[R] 문자열(String) 조작 함수 소개 및 예제

해당 포스트에서는 R에서 문자열(String) 조작을 위한 함수 및 방법을 소개합니다.

INTRO

R에서 문자열(String) 조작 방법을 예시와 함께 설명합니다. 기본은 영어를 기준으로 소개하며, 일부 한글 적용 가능 함수는 예시와 함께 추가 설명하고 있으니 참고하여 이해하시면 됩니다.

데이터 생성

이번 설명에 사용할 문자열 데이터는 아래 코드로 생성 가능합니다.

mytext <- c("Data science is an interdisciplinary field that uses scientific methods, processes, algorithms and systems to extract knowledge and insights from noisy, structured and unstructured data,[1][2] and apply knowledge and actionable insights from data across a broad range of application domains. Data science is related to data mining, machine learning and big data.")

mytext

[1] "Data science is an interdisciplinary field that uses scientific methods, processes, algorithms and systems to extract knowledge and insights from noisy, structured and unstructured data,[1][2] and apply knowledge and actionable insights from data across a broad range of application domains. Data science is related to data mining, machine learning and big data."

문자열 조작 함수

1. nchar()

nchar() 함수는 문자열(String)을 입력으로 받아 해당 문자열의 문자 수를 계산하여 리턴합니다. 아래 결과를 보면 mytext의 문자 수는 362개임을 확인할 수 있습니다.

nchar(mytext)

[1] 362

nchar() 함수는 한글에도 적용 가능하며, 아래 결과를 보면 영어/한글/공백 모두 1개씩 카운트 되는 것을 알 수 있습니다.
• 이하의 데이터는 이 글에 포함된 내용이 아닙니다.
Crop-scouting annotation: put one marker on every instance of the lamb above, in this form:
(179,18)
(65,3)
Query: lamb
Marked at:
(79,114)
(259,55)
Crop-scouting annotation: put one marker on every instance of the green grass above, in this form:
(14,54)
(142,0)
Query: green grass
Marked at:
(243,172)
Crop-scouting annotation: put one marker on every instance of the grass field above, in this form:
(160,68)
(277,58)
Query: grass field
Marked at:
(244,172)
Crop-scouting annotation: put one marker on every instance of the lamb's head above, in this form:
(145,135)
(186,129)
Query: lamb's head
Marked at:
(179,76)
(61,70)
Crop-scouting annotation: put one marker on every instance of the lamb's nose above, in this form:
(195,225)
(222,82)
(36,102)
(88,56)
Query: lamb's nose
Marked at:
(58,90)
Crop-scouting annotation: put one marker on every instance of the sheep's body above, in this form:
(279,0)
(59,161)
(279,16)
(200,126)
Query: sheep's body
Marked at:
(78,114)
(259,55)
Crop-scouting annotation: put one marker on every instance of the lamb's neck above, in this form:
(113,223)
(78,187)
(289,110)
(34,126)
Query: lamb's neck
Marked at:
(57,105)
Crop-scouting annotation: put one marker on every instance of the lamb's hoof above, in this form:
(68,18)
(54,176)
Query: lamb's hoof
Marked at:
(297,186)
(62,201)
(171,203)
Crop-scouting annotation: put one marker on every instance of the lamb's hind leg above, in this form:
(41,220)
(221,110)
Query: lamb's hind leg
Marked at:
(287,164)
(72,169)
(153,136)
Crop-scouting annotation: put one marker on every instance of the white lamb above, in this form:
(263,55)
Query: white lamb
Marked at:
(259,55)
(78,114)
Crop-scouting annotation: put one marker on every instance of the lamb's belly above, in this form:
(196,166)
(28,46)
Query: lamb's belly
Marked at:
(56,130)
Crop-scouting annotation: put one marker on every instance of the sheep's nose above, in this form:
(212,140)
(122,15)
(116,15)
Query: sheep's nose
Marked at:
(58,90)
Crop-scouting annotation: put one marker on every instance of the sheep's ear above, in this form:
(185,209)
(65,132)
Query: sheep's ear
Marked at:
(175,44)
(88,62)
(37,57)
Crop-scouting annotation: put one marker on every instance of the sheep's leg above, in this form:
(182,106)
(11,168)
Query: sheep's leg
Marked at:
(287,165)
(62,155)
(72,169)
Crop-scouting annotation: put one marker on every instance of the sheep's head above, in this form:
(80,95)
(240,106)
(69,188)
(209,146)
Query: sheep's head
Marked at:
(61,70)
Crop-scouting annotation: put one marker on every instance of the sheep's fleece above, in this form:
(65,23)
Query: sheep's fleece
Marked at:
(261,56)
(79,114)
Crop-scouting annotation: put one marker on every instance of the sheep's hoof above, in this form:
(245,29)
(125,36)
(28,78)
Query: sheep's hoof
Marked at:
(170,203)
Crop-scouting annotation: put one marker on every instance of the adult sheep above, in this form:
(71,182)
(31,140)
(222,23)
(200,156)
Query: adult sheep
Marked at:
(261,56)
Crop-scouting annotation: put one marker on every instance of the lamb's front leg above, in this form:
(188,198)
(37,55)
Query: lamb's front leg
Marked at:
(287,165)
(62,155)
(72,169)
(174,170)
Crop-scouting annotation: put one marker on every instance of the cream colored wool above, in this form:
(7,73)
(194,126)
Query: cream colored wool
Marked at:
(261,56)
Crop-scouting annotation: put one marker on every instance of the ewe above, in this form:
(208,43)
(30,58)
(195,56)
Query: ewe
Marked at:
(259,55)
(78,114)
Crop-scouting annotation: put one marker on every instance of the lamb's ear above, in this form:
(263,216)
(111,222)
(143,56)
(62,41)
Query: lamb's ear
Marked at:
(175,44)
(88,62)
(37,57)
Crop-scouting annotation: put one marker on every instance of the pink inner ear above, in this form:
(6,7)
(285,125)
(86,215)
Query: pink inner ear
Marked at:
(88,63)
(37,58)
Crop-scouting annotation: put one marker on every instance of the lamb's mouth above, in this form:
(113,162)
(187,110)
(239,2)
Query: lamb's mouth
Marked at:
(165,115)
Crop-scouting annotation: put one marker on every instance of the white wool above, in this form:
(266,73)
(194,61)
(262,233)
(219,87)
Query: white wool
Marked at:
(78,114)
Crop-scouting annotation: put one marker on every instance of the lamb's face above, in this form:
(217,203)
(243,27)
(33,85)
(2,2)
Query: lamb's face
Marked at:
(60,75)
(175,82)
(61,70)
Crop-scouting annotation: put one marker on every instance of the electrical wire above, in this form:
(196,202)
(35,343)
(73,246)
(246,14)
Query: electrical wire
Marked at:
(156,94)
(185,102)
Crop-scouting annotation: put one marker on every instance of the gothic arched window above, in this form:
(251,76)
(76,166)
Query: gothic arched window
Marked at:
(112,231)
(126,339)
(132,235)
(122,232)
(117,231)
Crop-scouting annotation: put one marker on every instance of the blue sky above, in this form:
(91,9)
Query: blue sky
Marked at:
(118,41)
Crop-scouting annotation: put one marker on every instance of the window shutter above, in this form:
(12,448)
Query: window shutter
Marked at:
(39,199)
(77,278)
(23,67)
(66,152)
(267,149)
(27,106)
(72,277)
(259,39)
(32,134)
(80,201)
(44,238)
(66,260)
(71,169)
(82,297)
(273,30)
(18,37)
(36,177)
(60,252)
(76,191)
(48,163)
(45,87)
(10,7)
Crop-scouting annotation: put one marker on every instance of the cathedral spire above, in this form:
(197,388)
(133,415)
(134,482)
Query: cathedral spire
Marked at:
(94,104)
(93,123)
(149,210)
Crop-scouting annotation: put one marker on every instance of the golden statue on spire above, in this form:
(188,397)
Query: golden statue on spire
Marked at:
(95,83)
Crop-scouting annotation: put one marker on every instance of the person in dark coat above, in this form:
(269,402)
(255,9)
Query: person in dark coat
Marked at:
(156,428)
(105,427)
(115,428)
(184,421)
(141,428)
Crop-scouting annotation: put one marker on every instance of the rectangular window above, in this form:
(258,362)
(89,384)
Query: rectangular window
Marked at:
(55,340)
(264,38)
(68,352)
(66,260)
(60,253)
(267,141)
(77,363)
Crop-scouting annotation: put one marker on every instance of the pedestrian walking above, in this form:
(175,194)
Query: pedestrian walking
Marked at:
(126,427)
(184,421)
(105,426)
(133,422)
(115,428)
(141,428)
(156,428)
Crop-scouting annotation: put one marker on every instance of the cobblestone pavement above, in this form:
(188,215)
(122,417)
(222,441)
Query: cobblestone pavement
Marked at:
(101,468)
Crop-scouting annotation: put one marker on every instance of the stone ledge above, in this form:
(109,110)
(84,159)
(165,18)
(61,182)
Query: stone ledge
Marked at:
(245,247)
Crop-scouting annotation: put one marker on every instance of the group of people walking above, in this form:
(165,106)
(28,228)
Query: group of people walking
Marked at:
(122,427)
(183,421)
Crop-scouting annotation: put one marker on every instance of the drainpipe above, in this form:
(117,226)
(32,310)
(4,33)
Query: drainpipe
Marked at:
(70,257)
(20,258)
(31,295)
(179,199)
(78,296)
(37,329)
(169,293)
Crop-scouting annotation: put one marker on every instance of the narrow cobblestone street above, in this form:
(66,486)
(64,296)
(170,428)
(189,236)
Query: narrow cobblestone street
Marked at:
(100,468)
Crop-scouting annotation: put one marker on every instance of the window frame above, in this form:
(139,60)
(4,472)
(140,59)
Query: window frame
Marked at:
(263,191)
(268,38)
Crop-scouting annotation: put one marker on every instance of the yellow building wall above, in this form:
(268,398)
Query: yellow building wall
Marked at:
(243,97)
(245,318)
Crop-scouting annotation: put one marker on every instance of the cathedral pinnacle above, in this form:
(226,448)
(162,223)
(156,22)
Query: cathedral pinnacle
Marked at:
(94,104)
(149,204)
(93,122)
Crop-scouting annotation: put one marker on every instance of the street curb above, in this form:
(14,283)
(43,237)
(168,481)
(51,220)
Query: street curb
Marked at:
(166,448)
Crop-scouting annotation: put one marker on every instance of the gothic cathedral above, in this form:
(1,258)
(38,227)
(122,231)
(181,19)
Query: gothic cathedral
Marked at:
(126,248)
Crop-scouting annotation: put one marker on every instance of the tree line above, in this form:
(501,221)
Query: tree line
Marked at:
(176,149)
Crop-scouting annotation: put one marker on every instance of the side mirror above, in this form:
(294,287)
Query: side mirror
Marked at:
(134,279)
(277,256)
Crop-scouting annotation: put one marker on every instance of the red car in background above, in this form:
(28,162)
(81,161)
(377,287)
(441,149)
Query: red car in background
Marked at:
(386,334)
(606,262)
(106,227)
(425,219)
nchar("R은 데이터 분석 언어 중 하나입니다.")

[1] 21

2. toupper()

toupper() 함수는 문자열의 모든 문자를 대문자로 변환하여 리턴합니다.

toupper(mytext)

[1] "DATA SCIENCE IS AN INTERDISCIPLINARY FIELD THAT USES SCIENTIFIC METHODS, PROCESSES, ALGORITHMS AND SYSTEMS TO EXTRACT KNOWLEDGE AND INSIGHTS FROM NOISY, STRUCTURED AND UNSTRUCTURED DATA,[1][2] AND APPLY KNOWLEDGE AND ACTIONABLE INSIGHTS FROM DATA ACROSS A BROAD RANGE OF APPLICATION DOMAINS. DATA SCIENCE IS RELATED TO DATA MINING, MACHINE LEARNING AND BIG DATA."

3. tolower()

tolower() 함수는 문자열의 모든 문자를 소문자로 변환하여 리턴합니다.

tolower(mytext)

[1] "data science is an interdisciplinary field that uses scientific methods, processes, algorithms and systems to extract knowledge and insights from noisy, structured and unstructured data,[1][2] and apply knowledge and actionable insights from data across a broad range of application domains. data science is related to data mining, machine learning and big data."

4. chartr()

chartr() 함수는 문자열의 특정 문자 집합을 대체하는 데 사용할 수 있습니다. 첫번째 인자는 대체되어야 하는 문자를, 두번째 인자에는 대체할 문자를, 세번째 인자에는 문자열을 입력하면 됩니다.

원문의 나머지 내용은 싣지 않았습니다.